With @Observable and withObservationTracking, Apple introduces real reactivity.

But the initial pattern had friction:

  • the observer fires once
  • you have to manually re-subscribe
  • Sendable closures
  • explicit MainActor handling

It works, but it feels like a transition.


2. Observation in iOS 26: state as a stream

In iOS 26, Observations appears.

let updates = Observations { download.progress }

for await value in updates {
  print(value)
}

Now:

  • Observation is an AsyncSequence
  • no callbacks
  • no re-subscriptions
  • changes are transactional

Reactivity stops being a hack.
Now it’s a data model.


3. Diffable Data Sources: identity before animation

DiffableDataSource is not an animation API.

It’s an identity API:

  • Hashable defines what is the same element
  • the snapshot defines the current state
  • UIKit decides how to transition

This sets the stage for reactive UIKit.


4. Reactive UIKit: configurationUpdateHandler

In iOS 26, UIKit takes an important step.

Each cell can react to changes via:

cell.configurationUpdateHandler = { cell, state in
  var content = UIListContentConfiguration.subtitleCell()
  content.text = item.fullName
  content.secondaryText = item.email
  cell.contentConfiguration = content
}

This allows:

  • reconfiguring without reapplying snapshots
  • reacting to state changes
  • connecting UIKit with Observation

UIKit stops being completely imperative.


5. The real problem: DTOs are not reactive

Here appears the conceptual clash:

  • struct Employee is immutable
  • doesn’t emit changes
  • cannot be observed

In SwiftUI you solved this by updating the entire array.

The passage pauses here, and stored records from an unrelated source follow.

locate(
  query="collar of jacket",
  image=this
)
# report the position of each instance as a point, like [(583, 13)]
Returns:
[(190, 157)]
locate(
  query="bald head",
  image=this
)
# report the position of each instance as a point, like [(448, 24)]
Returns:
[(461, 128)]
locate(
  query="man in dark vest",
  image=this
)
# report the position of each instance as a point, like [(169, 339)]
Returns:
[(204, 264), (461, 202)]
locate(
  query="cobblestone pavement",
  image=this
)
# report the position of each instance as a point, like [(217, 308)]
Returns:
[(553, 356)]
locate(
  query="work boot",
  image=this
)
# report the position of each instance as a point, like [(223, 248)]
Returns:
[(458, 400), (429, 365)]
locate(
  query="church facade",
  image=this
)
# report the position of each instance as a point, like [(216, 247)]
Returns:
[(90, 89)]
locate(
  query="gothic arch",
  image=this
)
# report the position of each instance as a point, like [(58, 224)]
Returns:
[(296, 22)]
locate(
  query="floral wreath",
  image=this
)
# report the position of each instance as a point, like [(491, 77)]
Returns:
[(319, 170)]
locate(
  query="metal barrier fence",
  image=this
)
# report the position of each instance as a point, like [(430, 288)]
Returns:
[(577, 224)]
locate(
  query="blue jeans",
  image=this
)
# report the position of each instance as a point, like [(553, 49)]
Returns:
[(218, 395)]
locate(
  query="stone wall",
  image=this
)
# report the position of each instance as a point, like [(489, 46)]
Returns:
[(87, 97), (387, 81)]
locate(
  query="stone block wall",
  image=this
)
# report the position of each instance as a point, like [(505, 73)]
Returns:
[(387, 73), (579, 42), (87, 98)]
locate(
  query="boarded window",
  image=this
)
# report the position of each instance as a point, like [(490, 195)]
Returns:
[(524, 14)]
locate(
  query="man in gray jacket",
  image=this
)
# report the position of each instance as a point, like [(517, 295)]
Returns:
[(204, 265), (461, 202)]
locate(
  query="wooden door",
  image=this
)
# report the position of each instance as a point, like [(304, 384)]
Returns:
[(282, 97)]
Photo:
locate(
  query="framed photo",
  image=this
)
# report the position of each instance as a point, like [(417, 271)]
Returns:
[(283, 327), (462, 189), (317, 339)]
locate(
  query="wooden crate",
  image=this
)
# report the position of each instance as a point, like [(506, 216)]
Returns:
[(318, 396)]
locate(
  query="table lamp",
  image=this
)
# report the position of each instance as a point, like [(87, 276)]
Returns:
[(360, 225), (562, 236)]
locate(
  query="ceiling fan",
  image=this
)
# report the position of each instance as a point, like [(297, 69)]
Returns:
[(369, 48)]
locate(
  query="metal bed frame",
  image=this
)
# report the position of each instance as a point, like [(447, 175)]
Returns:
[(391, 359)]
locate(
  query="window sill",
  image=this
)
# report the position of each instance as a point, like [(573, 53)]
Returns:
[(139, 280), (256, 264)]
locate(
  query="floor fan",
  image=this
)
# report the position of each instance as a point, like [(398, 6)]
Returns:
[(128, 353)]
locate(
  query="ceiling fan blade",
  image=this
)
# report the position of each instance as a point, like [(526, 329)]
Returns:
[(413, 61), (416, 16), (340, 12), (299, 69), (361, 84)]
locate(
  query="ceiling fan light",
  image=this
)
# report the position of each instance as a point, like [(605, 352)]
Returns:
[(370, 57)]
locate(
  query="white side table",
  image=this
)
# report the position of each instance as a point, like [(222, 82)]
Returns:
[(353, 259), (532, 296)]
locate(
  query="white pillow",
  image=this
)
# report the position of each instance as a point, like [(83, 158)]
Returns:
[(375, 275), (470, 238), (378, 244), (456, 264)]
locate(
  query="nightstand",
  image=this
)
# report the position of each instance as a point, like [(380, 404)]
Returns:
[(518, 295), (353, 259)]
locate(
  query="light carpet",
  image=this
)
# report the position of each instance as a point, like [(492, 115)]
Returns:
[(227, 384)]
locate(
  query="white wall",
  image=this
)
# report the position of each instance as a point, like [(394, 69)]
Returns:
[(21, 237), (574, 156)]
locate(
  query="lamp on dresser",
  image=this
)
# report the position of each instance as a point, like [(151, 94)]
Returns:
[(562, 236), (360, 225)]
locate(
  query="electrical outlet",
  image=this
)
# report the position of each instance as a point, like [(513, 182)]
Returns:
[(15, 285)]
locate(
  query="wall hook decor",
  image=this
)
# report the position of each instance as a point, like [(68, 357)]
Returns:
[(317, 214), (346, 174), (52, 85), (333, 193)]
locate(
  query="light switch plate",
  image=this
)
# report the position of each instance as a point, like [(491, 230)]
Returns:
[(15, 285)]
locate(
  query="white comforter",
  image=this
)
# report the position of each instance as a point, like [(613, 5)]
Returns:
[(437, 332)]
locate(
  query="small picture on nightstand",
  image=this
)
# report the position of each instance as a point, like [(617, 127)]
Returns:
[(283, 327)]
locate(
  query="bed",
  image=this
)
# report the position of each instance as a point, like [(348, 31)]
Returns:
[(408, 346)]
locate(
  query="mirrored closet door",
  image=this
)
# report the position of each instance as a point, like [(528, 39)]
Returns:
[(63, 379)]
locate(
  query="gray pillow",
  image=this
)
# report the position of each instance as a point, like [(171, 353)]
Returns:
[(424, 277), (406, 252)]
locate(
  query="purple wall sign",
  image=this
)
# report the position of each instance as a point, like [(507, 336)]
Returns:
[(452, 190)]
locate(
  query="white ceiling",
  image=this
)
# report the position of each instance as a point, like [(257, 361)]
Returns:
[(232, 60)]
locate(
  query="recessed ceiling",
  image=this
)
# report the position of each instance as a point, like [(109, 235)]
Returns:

In UIKit Diffable, that doesn’t scale well.


6. The solution: observable cell models

The correct pattern ends up being:

  • DTO (Employee) → struct
  • Cell model (EmployeeCell) → @Observable class
@Observable @MainActor
final class EmployeeCell {
  var firstName: String
  var lastName: String
}

Now:

  • Diffable uses EmployeeCell
  • changing properties triggers update
  • the cell refreshes itself

This is truly reactive UIKit.


7. Typed notifications: goodbye Notification.Name

iOS 26 introduces typed notifications:

struct EmployeesDidUpdate: NotificationCenter.MainActorMessage {
  typealias Subject = EmployeeLogic
}

Advantages:

  • type-safe
  • explicit isolation
  • no magic strings
  • better lifecycle

8. ObservationToken: the detail that breaks everything

If you don’t retain the ObservationToken:

  • the observer is released
  • the notification never arrives
  • nothing works

Swift doesn’t warn.
The architecture fails silently.

Storing the token is mandatory.


Conclusion

Swift no longer tries to protect you. It forces you to decide.

This second part of Day 4 makes something very clear:

  • Reactivity is not automatic
  • DTOs are not reactive on their own
  • UIKit can be truly reactive if you design it that way

Swift gives you tools.
But now it demands intention.

And although that’s uncomfortable, it’s what makes the entire system finally coherent.


Notes taken during the Swift Developer Workshop 2025 (Apple Coding Academy) and reinterpreted from a practical, real-world perspective.